Behind the stove are three large water canisters, replenished by hand from the stream behind the house. Above these is a string of dippers, all different sizes. A large pot occupying a central position on the stove is the source of warm water. The next cabinet behind the stove holds the various spices and cooking ingredients. The other cabinets store a variety of pots, pans, and miscellaneous items. One prominent cabinet holds the TV, which, along with the electric light bulbs in various rooms of the house, is powered by a micro-hydro generator behind the home. For 2-8 weeks in winter, snow and ice shut off the electricity, but in the warm season, they have enough to power their lights or their TV and satellite receiver. Amazingly, they can now watch satellite broadcasts from China and beyond in this rural hinterland. Maybe tonight, we'll conjure a remake of "The Cup," as we attempt to watch a semifinal match in the World Cup Tournament. The difference is that here, it seems nobody has even heard of the World Cup!

At this time of year, Khams is vibrantly green, and Kutse Valley is no exception.

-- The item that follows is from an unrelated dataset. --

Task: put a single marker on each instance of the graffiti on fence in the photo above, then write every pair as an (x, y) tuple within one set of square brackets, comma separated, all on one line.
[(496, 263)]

The fields in the valley floor are bright with growth, flashing forth in the various shades of growing barley, wheat, alfalfa, potatoes, turnips, and hay. The terraced fields of Nongte, swaying gracefully in the wind, are a truly lovely sight.

Now is the time to weed the barley fields. This is women's work, and everywhere, women are to be seen swimming through the swaying barley, crouching as they search for stray grass, oats, and other weeds growing midst their staple crops. They gather the grass and weeds into bundles and carry them, like walking grass heaps, to dry near the barns where hay is stored for winter fodder.

I find it amazing and wonderful that they hand-weed their fields. No herbicides, and nothing goes to waste. The weeds feed the animals. I had the opportunity to help Tsega (Tara's #4 sister) for a short while, thrilling in the peaceful sounds of the Tsang Chu's rushing water and the wind rustled barley stalks. Alas, the experience did not last for long, as Jra-wu (Palmo's husband), Palmo (Tara's #8 sister), and Tsega conspired to wrest me from the fields and back to Tong-gu for lunch.